Any program in brainfuck can trivially be "translated" into an equivalent *brainfuck program, using cell 0 as the only data pointer; to do so, start the program with >+ so that cell 0 initially points to cell 1, then translate instructions as follow:

brainfuck *brainfuck
> >+
< >-
+ <+
- <-
. <.
, <,
[ <[
] ]

Note that this can be optimized by omitting redundant > and < in the *brainfuck code: only one occurrence of > is needed before each sequence of translated ><, and only one occurrence of < is needed before each sequence of translated +-.,[.

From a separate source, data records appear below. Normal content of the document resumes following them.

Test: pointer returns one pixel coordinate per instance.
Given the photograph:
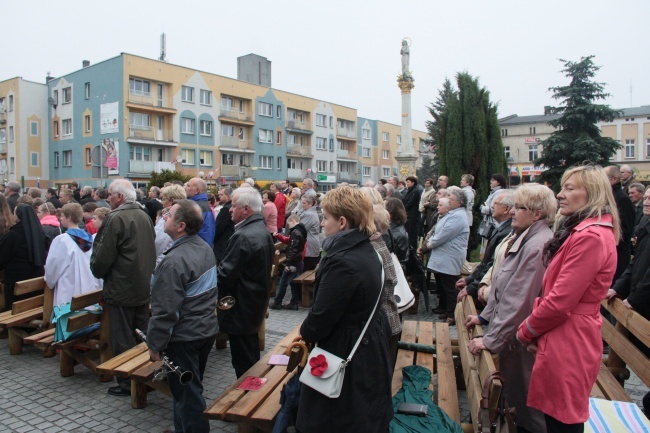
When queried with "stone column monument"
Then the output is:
(406, 157)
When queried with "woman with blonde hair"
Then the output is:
(581, 259)
(347, 288)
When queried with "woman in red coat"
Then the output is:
(564, 327)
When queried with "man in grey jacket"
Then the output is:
(124, 255)
(183, 319)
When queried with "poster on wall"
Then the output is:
(112, 147)
(108, 115)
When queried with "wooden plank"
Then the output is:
(404, 357)
(425, 336)
(633, 321)
(111, 364)
(87, 299)
(29, 286)
(632, 356)
(220, 407)
(447, 392)
(609, 386)
(27, 304)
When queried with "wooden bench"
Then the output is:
(255, 411)
(28, 316)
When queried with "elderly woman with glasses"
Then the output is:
(515, 287)
(564, 326)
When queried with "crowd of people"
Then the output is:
(168, 259)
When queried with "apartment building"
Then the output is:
(23, 133)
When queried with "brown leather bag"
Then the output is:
(500, 420)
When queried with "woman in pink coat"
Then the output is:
(564, 327)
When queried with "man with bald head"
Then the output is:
(626, 215)
(197, 190)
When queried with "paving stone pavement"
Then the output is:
(35, 398)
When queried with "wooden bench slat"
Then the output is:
(447, 392)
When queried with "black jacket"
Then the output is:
(480, 270)
(348, 283)
(224, 227)
(245, 273)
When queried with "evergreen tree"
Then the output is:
(577, 139)
(466, 134)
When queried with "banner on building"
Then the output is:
(112, 147)
(108, 118)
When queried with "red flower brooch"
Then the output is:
(318, 365)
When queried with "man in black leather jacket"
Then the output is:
(245, 274)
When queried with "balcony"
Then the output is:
(146, 167)
(346, 133)
(230, 142)
(146, 99)
(298, 151)
(233, 115)
(298, 127)
(149, 135)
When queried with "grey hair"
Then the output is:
(248, 197)
(125, 188)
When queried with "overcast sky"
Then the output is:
(346, 51)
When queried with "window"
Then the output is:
(265, 136)
(67, 127)
(265, 109)
(266, 162)
(206, 97)
(629, 148)
(188, 156)
(206, 128)
(228, 130)
(205, 158)
(187, 125)
(187, 94)
(139, 87)
(67, 95)
(140, 121)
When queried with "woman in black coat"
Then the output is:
(348, 284)
(22, 252)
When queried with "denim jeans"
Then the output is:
(188, 400)
(285, 280)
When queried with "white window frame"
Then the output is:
(188, 125)
(205, 97)
(264, 109)
(265, 136)
(630, 148)
(187, 94)
(206, 128)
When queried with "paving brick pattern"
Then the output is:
(35, 398)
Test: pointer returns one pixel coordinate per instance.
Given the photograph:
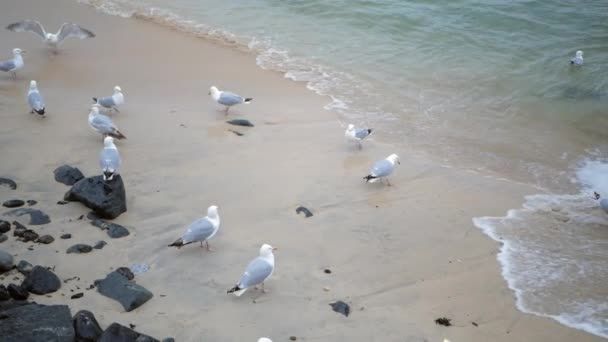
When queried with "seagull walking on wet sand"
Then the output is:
(103, 124)
(257, 272)
(382, 169)
(34, 99)
(111, 102)
(109, 159)
(357, 134)
(577, 59)
(201, 230)
(67, 30)
(227, 98)
(14, 64)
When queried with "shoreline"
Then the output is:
(393, 251)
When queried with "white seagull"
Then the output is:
(201, 230)
(109, 159)
(34, 99)
(14, 64)
(111, 102)
(103, 124)
(382, 169)
(258, 271)
(227, 98)
(578, 58)
(67, 30)
(357, 134)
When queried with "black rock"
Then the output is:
(41, 281)
(113, 230)
(24, 267)
(86, 326)
(5, 226)
(340, 307)
(119, 333)
(106, 198)
(304, 210)
(100, 244)
(37, 217)
(8, 182)
(240, 122)
(79, 248)
(121, 289)
(18, 292)
(45, 239)
(13, 203)
(67, 175)
(34, 322)
(4, 294)
(6, 261)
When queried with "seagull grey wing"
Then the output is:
(28, 26)
(199, 230)
(256, 272)
(7, 65)
(361, 133)
(69, 30)
(106, 101)
(229, 99)
(382, 168)
(35, 101)
(109, 160)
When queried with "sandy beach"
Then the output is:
(401, 256)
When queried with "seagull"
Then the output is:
(603, 201)
(111, 102)
(103, 124)
(578, 58)
(258, 271)
(109, 159)
(357, 134)
(14, 64)
(382, 169)
(34, 99)
(227, 98)
(67, 30)
(201, 230)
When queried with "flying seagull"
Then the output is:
(201, 230)
(67, 30)
(258, 271)
(227, 98)
(34, 99)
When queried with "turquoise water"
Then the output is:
(481, 85)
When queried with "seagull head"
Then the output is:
(212, 211)
(266, 249)
(393, 158)
(108, 141)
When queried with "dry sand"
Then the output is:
(402, 256)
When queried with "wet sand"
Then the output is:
(401, 256)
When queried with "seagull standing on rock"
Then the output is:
(258, 271)
(201, 230)
(382, 169)
(109, 159)
(111, 102)
(103, 124)
(14, 64)
(34, 99)
(227, 98)
(67, 30)
(357, 134)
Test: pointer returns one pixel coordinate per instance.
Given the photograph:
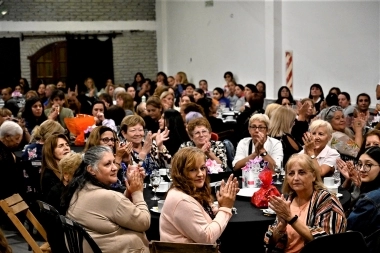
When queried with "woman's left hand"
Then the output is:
(281, 206)
(161, 137)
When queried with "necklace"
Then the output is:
(301, 208)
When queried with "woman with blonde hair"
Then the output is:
(188, 214)
(54, 149)
(309, 211)
(280, 127)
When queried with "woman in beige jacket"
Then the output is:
(117, 222)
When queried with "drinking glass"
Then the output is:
(277, 169)
(155, 179)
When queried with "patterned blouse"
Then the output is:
(325, 216)
(217, 147)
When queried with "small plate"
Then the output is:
(155, 209)
(269, 212)
(247, 192)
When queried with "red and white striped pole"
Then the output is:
(289, 69)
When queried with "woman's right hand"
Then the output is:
(227, 194)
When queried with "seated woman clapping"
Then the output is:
(150, 152)
(99, 111)
(316, 147)
(187, 215)
(199, 131)
(259, 144)
(116, 221)
(308, 212)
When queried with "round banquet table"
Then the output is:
(244, 232)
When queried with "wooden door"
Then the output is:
(49, 64)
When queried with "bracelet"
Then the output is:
(292, 220)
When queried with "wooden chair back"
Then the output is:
(174, 247)
(14, 205)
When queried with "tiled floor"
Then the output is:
(17, 242)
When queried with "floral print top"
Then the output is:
(217, 147)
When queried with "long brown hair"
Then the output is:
(183, 161)
(48, 160)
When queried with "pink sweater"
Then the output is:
(184, 220)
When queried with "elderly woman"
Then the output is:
(187, 215)
(99, 111)
(343, 140)
(280, 126)
(11, 177)
(33, 113)
(309, 211)
(54, 149)
(199, 131)
(105, 214)
(105, 136)
(150, 152)
(259, 144)
(316, 147)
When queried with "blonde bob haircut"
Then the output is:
(306, 163)
(183, 161)
(46, 129)
(260, 117)
(271, 108)
(281, 121)
(321, 123)
(69, 164)
(131, 121)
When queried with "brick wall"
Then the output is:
(80, 10)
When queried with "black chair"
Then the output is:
(344, 242)
(74, 235)
(373, 241)
(51, 221)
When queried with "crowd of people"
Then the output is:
(150, 124)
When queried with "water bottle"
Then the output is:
(336, 177)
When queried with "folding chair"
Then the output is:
(173, 247)
(343, 242)
(74, 235)
(51, 221)
(14, 205)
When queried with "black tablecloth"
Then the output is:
(244, 232)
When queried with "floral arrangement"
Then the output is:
(213, 167)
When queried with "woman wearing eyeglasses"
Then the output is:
(259, 144)
(365, 215)
(199, 131)
(346, 142)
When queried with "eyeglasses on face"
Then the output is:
(260, 128)
(366, 167)
(199, 133)
(106, 140)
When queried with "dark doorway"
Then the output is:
(10, 66)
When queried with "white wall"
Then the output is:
(205, 42)
(334, 43)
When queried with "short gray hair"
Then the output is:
(321, 123)
(10, 128)
(260, 117)
(94, 154)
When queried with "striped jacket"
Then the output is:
(325, 216)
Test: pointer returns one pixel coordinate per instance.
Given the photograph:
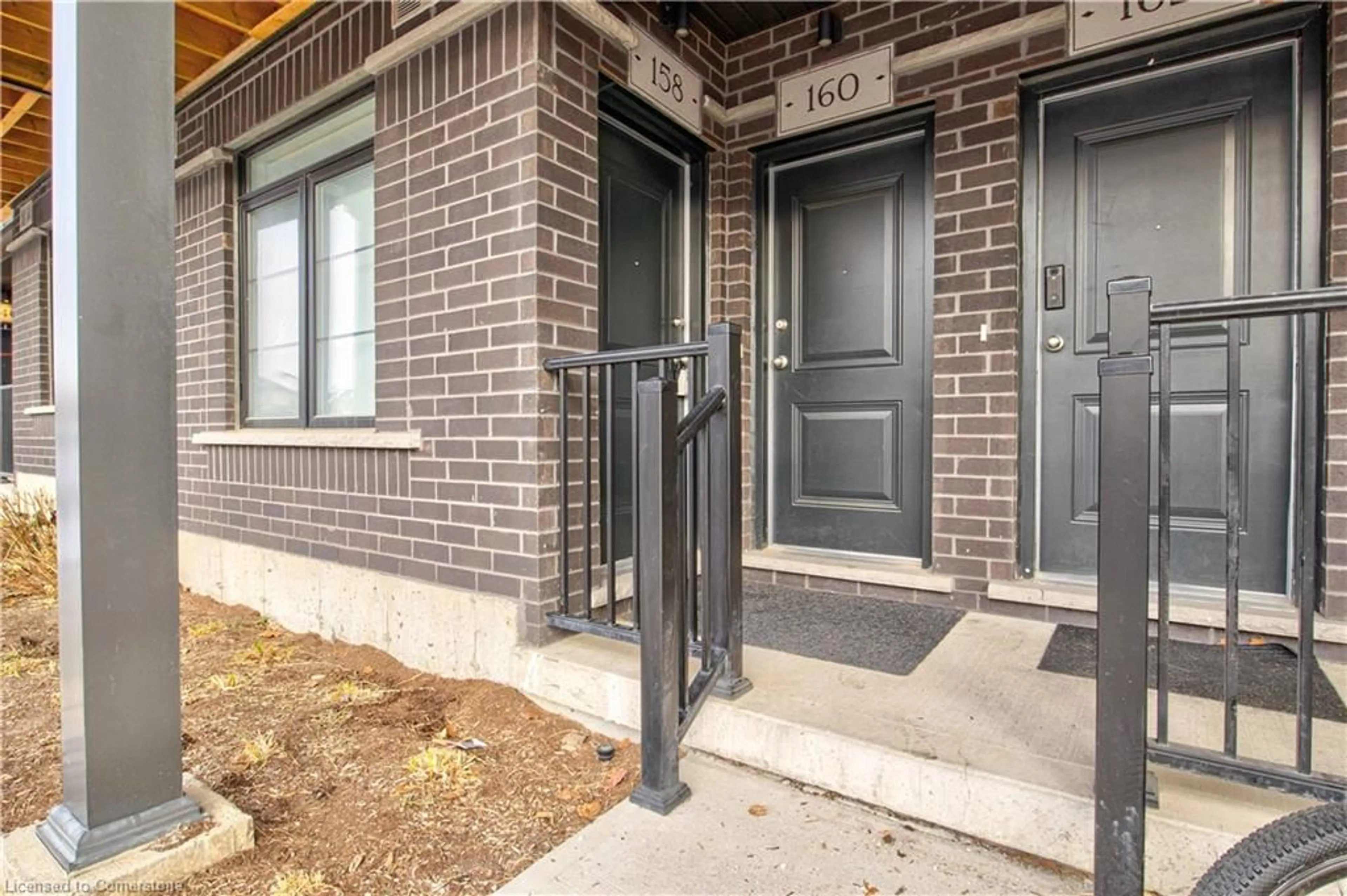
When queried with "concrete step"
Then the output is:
(977, 740)
(794, 841)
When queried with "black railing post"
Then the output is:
(1124, 591)
(663, 633)
(725, 516)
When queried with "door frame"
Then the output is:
(915, 123)
(1305, 29)
(624, 111)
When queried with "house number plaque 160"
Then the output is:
(836, 92)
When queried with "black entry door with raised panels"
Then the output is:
(640, 283)
(1187, 178)
(846, 348)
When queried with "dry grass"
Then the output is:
(261, 750)
(29, 546)
(301, 884)
(440, 774)
(348, 774)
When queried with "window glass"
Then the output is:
(344, 294)
(320, 141)
(271, 310)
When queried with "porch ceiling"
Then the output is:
(210, 34)
(731, 21)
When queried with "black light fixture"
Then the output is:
(674, 15)
(830, 29)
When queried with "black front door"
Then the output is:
(846, 348)
(640, 242)
(1187, 178)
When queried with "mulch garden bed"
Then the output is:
(345, 759)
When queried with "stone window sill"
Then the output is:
(409, 441)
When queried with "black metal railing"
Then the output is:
(1122, 743)
(600, 469)
(685, 531)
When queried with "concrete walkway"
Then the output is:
(802, 844)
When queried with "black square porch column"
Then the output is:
(114, 218)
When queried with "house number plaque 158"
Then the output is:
(836, 92)
(663, 79)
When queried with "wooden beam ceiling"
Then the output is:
(209, 37)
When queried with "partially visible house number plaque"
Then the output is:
(836, 92)
(1103, 24)
(662, 77)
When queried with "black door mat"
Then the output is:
(867, 633)
(1267, 671)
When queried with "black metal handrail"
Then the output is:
(1251, 306)
(686, 527)
(628, 356)
(690, 508)
(1122, 747)
(699, 415)
(600, 436)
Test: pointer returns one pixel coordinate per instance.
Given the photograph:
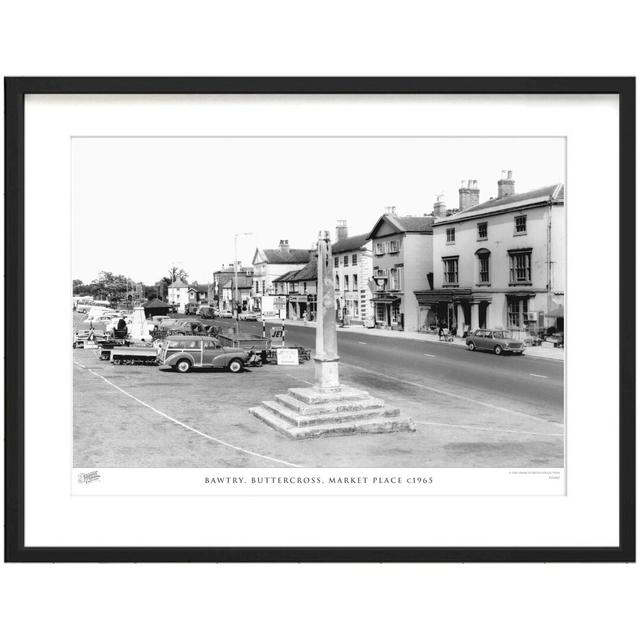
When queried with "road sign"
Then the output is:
(287, 356)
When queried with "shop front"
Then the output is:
(388, 312)
(302, 307)
(459, 311)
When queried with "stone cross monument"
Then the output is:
(326, 359)
(328, 408)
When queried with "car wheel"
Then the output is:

However, such a vulgar translation is barely a mean of proving that *brainfuck is equivalent to brainfuck, and should never be seen in practice, as using only the first cell as a data pointer is a sign of misunderstanding of the unlimited potential provided by the *brainfuck programming language, in which every cell is a pointer!

Implementation

The following is an interpreter for *brainfuck, written in Ocaml. The tape is bounded (but the number of cells can be modified at the top of the source code), and cells contain Ocaml integers - numbers that are negative or bigger than the tape's size will produce an error when used as pointers, however. This interpreter considers that end of file does not affect the cell's content, though this can be changed easily, and that "the last number before" an instruction is always "the last number read by the instruction pointer" - if the program begins with an instruction instead of a number, the argument is considered to be 0 by default. It has been tested on the cat program >,[.[-]>,].

let tape_size = 10000

let tape = Array.create tape_size 0

let rec deref n =
  if n = 0 then 0 else tape.(deref (pred n))

let p = Sys.argv.(1)
let length = String.length p

exception Unmatched_beginloop
exception Unmatched_endloop

let jump =
  let rec jump_ acc i =
    if i = length then raise (Unmatched_beginloop)
    else match (p.[i], acc) with
      | ('[', _) -> jump_ (succ acc) (succ i)
      | (']', 0) -> succ i
      | (']', _) -> jump_ (pred acc) (succ i)
      | _ -> jump_ acc (succ i)
  in
  function i -> jump_ 0 (succ i)

let dejump =
  let rec jump_ acc i =
    if i < 0 then raise (Unmatched_endloop)
    else match (p.[i], acc) with
      | (']', _) -> jump_ (succ acc) (pred i)
      | ('[', 0) -> i
      | ('[', _) -> jump_ (pred acc) (pred i)
      | _ -> jump_ acc (pred i)
  in
  function i -> jump_ 0 (pred i)

let rec process i n t =
  if i < length then
    match (p.[i], t) with
    | ('>', true) -> process (succ i) (2 * n) true
    | ('>', false) -> process (succ i) 0 true
    | ('<', true) -> process (succ i) (2 * n + 1) true
    | ('<', false) -> process (succ i) 1 true
    | ('+', _) ->
      let k = deref n in
      tape.(k) <- tape.(k) + 1;
      process (succ i) n false
    | ('-', _) ->
      let k = deref n in
      tape.(k) <- tape.(k) - 1;
      process (succ i) n false
    | ('.', _) ->
      print_char (char_of_int tape.(deref n)); flush stdout;
      process (succ i) n false
    | (',', _) ->
      (try tape.(deref n) <- int_of_char (input_char stdin) with
       | End_of_file -> ());
      process (succ i) n false
    | ('[', _) ->
      if tape.(deref n) = 0 then process (jump i) n false
      else process (succ i) n false
    | (']', _) -> process (dejump i) n false
    | _ -> process (succ i) n false;;

process 0 0 false;;

To go further

In *brainfuck, every cell is identified by a nonnegative number, and every cell contains a nonnegative number; thus any cell is a pointer to another cell. But to dereference those pointers, *brainfuck uses nonnegative numbers... By that logic, we could imagine a new language, where every cell is a dereference operator!